Kommentierter Rundblick durch die Feuilletondebatten. Wochentags um 9 Uhr, sonnabends um 10 Uhr.

März 2023

Schwachstellen in Netzwerken

31.03.2023. Jetzt wo die Taliban dran sind, werde sie wieder richtig fromm und heiraten nach der zweiten gleich auch noch eine dritte Frau, berichtet Zeit online. In der SZ erinnert Norbert Frei die BDS-Bewegung an die Juden-Boykotte der Nazis. Menschen und KI könnten künftig eine "Evolutionseinheit" bilden, glaubt der Evolutionstheoretiker Paul Rainey im Tagesspiegel. Derweil fordert eine Gruppe um Yuval Noah Harari, eine Zeitlang mit KI aufzuhören, meldet die FR.

Kein Dialog mit dem Westen

30.03.2023. Es gibt auch in der Linken Gruppen, die das Verteidigungsrecht der Ukraine unterstützen, erinnert Anastasia Tikhomirova in der taz. Auf einen bedeutenden Unterschied zwischen dem Irak-Krieg von 2003 und dem Krieg gegen die Ukraine macht Michael Thumann in der Zeit aufmerksam: Putin ist stolz auf seine Kriegsverbrechen. Die SZ hofft, dass die Türken der Welt bei der kommenden Wahl zeigen, wie man Demokratie verteidigt. In Israel wurde noch nie nicht demokratisch gewählt, erinnert Martin van Creveld in der Welt. Indien geht es wesentlich schlechter, als die Welt glaubt, sagt der Wirtschaftshistoriker Ashoka Mody, der in der NZZ das korrupte indische Bildungssystem anklagt.

Rasende Kausalketten

29.03.2023. In der FAZ ist der israelische Schriftsteller Ron Segal überzeugt, dass die israelische Demokratie ohne Verfassung  von innen angreifbar bleibt. Und von außen:  Denn Netanjahu lenkt mit seiner Politik nur vom Iran ab, warnt die Welt. Die taz beobachtet Angriffe auf schwarze Immigranten in Tunesien und Algerien. Auf Zeit online wehrt sich Minitta Kandlbauer gegen Zuschreibungen wie weiß, schwarz oder Latina: "Dieses identity policing von multiethnischen Menschen ist eine rassistische Tradition." Welt, SZ und FAZ erinnern an den Historiker Wolfgang Schivelbusch.

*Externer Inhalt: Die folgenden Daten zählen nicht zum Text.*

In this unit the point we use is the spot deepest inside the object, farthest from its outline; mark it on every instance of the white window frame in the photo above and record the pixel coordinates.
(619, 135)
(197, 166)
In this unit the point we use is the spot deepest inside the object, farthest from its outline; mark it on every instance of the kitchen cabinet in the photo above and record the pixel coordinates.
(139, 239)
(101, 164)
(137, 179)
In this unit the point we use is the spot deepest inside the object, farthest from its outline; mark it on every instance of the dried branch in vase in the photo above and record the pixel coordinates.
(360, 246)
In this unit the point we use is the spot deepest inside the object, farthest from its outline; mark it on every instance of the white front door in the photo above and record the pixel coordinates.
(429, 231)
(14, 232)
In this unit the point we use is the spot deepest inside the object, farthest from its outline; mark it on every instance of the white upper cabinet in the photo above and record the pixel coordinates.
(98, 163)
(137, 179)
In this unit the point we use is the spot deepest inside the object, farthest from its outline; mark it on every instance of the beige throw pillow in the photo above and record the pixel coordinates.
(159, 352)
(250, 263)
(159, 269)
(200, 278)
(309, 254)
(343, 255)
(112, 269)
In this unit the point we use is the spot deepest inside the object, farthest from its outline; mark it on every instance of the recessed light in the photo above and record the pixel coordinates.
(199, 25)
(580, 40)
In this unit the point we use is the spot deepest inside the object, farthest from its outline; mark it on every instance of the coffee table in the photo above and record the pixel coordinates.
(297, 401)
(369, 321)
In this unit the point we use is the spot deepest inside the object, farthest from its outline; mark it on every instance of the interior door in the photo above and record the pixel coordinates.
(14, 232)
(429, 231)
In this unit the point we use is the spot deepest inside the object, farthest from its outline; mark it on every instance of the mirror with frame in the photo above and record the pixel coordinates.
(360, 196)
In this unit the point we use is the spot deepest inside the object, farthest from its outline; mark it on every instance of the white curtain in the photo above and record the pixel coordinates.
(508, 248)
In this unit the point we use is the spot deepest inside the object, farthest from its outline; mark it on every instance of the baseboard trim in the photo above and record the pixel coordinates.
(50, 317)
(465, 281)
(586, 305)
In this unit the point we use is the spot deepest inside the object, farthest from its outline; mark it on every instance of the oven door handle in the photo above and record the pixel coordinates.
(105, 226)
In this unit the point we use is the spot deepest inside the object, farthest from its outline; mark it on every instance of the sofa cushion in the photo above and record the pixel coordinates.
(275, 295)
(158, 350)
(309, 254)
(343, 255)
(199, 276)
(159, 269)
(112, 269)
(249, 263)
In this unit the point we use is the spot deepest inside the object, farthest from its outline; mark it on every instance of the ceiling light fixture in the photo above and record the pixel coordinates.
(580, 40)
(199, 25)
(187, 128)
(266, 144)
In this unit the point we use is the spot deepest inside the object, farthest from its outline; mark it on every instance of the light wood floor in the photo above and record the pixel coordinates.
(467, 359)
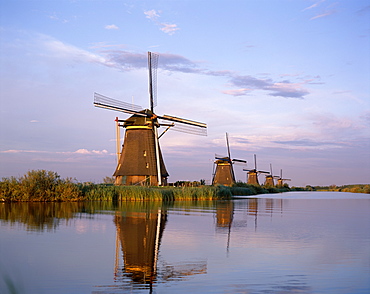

Mit Halsabschneidern und Blutsäufern

28.03.2023. Russland entmenschlicht seine eigenen Bürger, erklärt in der Berliner Zeitung der im Exil lebende russische Schriftsteller Dmitry Glukhovsky, der in Russland wegen seiner Kritik am Ukrainekrieg angeklagt ist. Selbstverständlich ist der Westen mit Schuld am Krieg, er hat Putin gewähren lassen, urteilt die FR. In der SZ sieht der Schriftsteller Daniel de Roulet alle drei Schweizer Pfeiler - das Rote Kreuz, die Neutralität und die Banken - zusammenbrechen. Spon fragt, warum die Franzosen gerade den letzten demokratischen Staatspräsidenten kaputt streiken. Die Israelis erteilen der Welt gerade eine Lektion in wehrhafter Demokratie, lernt die taz. Tagesspiegel, taz und Zeit online überlegen, was der gescheiterte Klimavolksentscheid in Berlin bedeutet.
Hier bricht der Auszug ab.